第26話 カイの正体


 陽が沈みかけた夕暮れ時。

 そろそろ宿へ戻ろうか、なんてティアとネイアと話していたところに現れた、派手な衣服を身に纏った男。

 

 金髪碧眼のガリガリの身体に、見ず知らずの女性に平然と向ける舐め回すような下卑た視線。

 

 ティアとネイアも気持ち悪さからか、ぶるりと身体を震えさせた。


「おや、どうしたんだい? 私のような貴族から見染められたことが嬉しすぎて、緊張してしまったのかな?? はは、大丈夫だよ! そこの貧相なガキとは違って、私なら日常生活から夜の営みまで、全てを満たしてあげようじゃないかっ!!」


 街中で人が大勢いるにも関わらず、わざと大きな声で言い放つ男――メッサ・ゲースイ。


 おそらく、貴族という立場を誇示しつつ僕を見下して笑いものにし、格の違いを見せつけて圧倒的な敗北感を刻みつけたいのだろう。


「さあ、私の家へと行こうじゃないかっ! 君たちのような美しい女性なら、パパもきっと気に入ってくれるよっ!!」


 勝手に話を進めて、二人へと手を伸ばそうとしたメッサ。


 僕は二人とメッサの間に割り込むと、その手を掴んだ。


「本人の意志を確認すらせず触れようとするなんて、あまりに紳士としての振る舞いに欠けますよ。もう一度、貴族とはなんたるかを勉強してきた方が宜しいかと」


「な、なんだ貴様はっ?! 私に無断で触れるなんて、どうなるかわかっているんだろうなっ?!」


 メッサが大声をあげると、周りから護衛らしき男たちが10人やって来た。


「貴族だからとなんでも許されるわけじゃない。それともここでは、貴方のような横暴がまかり通るのですか?」


「ふん、ばかめっ! ここはパパが管理を任されている街なんだぞっ! つまり、我がゲースイ家がこの街を支え守っているのだっ! そこに住む者たちが、私たちの言うことを聞くのは当たり前だろうっ!」


「ずいぶんと勝手な言い分ですね。百歩譲って貴方の御父上がこの街にとってかけがえのない存在だったとして、貴方はこの街のために何をしているんですか? ぜひ教えて頂きたい」


「う、うるさいっ! うるさいうるさいうるさーーいっ!! 私のパパが偉いんだから、私も偉いに決まっているだろうっ! くだらないことをごちゃごちゃとぬかしやがって! お前たち、こいつを不敬罪で捕らえろっ!!」


 メッサの指示に、躊躇なく襲い掛かってくる男たち。


 うーん、ウェルカでのSランク認定は諦めた方が良いかな。


 そんなことを考えながら、男たちのみぞおちや顎など急所を的確に突いて戦闘不能にしていく。

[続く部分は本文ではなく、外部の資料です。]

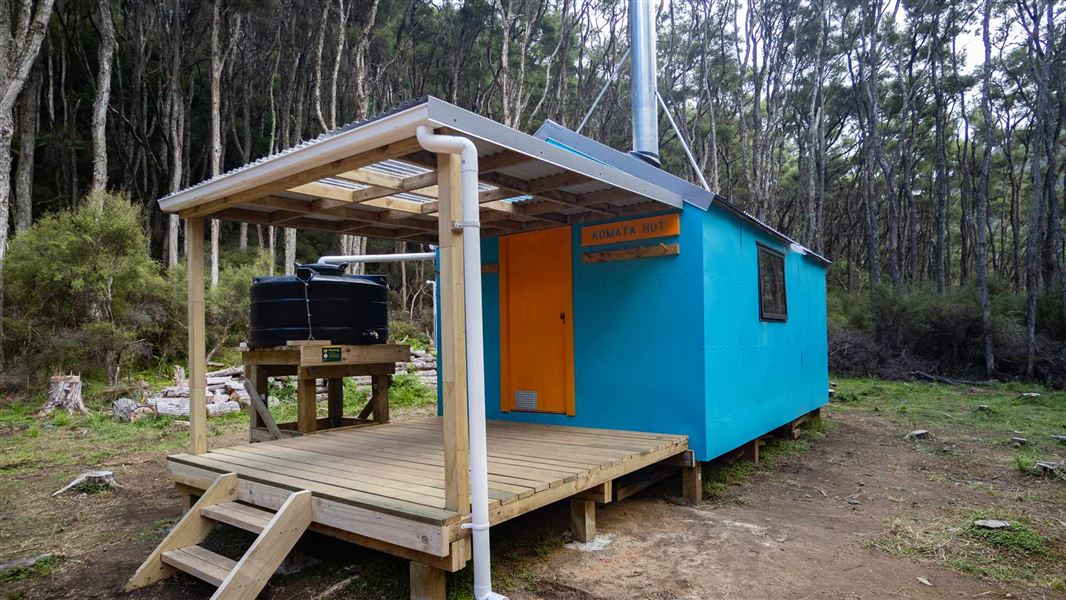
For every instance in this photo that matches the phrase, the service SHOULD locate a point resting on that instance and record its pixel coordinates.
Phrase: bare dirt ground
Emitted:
(816, 525)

 あっという間に地面に倒れこみ、動けずにもがいている男たちをしり目にメッサを睨んだ。


「それで、次はどうするんですか?」


「き、きさまぁ……!! こんなことをしてタダで済むと思うなよっ! すぐに皇帝陛下へと進言し、貴様らを犯罪者として指名手配してくれるっ!」


「……へぇ。それは聞き捨てならないね。つまり、我が国の皇帝陛下は君の一方的な意見だけを聞き入れ、今回のことを彼らが悪いと断じる。そう言っている訳だね?」


 いつからいたのか、僕の背後から冷たい笑顔を浮かべたカイさんが現れ、メッサを見つめたままそう告げる。

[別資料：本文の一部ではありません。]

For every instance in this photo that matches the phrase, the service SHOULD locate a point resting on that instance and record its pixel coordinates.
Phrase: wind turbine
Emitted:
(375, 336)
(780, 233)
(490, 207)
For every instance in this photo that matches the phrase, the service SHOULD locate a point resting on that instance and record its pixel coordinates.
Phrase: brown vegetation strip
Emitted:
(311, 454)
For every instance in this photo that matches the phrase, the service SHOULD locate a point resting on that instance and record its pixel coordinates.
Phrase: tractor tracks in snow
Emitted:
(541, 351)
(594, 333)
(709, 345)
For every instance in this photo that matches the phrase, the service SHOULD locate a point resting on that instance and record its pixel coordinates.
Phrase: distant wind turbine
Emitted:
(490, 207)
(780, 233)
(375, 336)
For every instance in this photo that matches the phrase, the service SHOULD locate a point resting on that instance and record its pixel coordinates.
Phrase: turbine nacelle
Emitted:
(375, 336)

「あ、当たり前だろうっ! 私は子爵家、この国を支える貴族だぞっ?! 下民と私、どちらが正しいかなどとわかりきっているではないか! だいたい、なんだ貴様はっ! 突然割り込んできおって、無礼にも程があるっ! 貴様もこいつら同様、必ず不敬罪で捕らえてやるからなっ!!」


 メッサはそう言い残すと、慌てて馬車へと飛び乗り去っていった。


「やれやれ……困ったものだね。部下を置き去りにして自分だけ逃げるなんて、情けない事この上ないよ。せっかくの楽しいデートが、すっかり邪魔されちゃったようだ。ティア嬢とネイア嬢には申し訳ないことをしてしまった」


 カイさんにはまったく関係ないのに、本当に申し訳なさそうに頭を下げてくれる。


 でも、ティアとネイアの二人からすればなんでもない事だったようで、凄くはしゃいでいた。 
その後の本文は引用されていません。